When highly media-oriented, attention seeking madmen go on killing sprees, doesn't it seem kind of contrary to public interest (not to mention antisocial, cynical, and just generally a bad idea) to grant them daily media coverage? Isn't that sort of reinforcing what they've done and thereby encouraging others to do the same? Wouldn't a wiser resort be a sort of "cone of silence" imposed on the offender, such that, save for a brief report on their crime, their presence on cyberspace and in the media sphere would be completely erased?

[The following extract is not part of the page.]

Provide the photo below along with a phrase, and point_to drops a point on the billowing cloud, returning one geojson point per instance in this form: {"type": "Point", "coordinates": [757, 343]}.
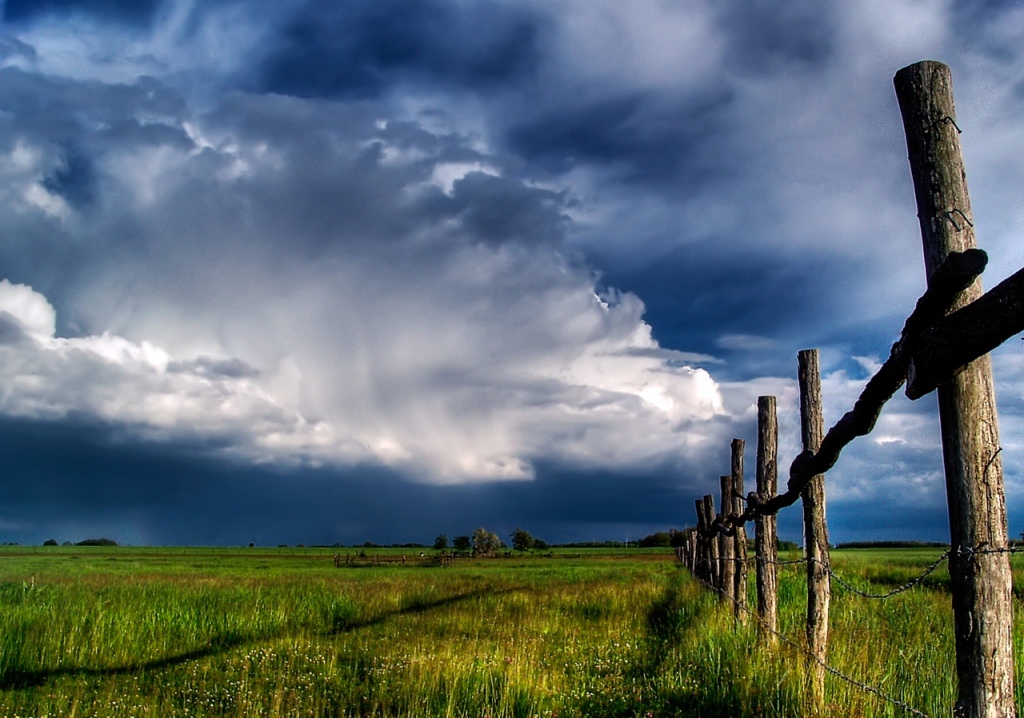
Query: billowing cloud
{"type": "Point", "coordinates": [463, 243]}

I actually didn't feel this way about the Unabomber - because at least he wrote a pretty interesting book! - but reading about Breivik generally sickened me, and this Batman kid - I just don't give a fuck about this guy, you know? I'm offended, saddened, and disgusted at having to see his photo every time I go to the news; sorry as I feel for his victims, his is in no way an interesting or useful example of humanity, nothing I need held up in front of me. Plus who the fuck decides to call shit like this news? People are ACTUALLY DOING THINGS IN THE WORLD - accomplishing things, creating things, discovering things, advancing the cause of humanity; shouldn't we be devoting attention to positive things, reinforcing behaviour we actually want to encourage, rather than sloughing through the morbid trough of the lunatic-of-the-month club?
Such coverage re-inforces our dominant Gothic worldview; one brought to us for the most part by Mary Shelly's Frankenstein. Inside each of us, we are taught when the Joker wannabe flashes across the screen, lurks evil.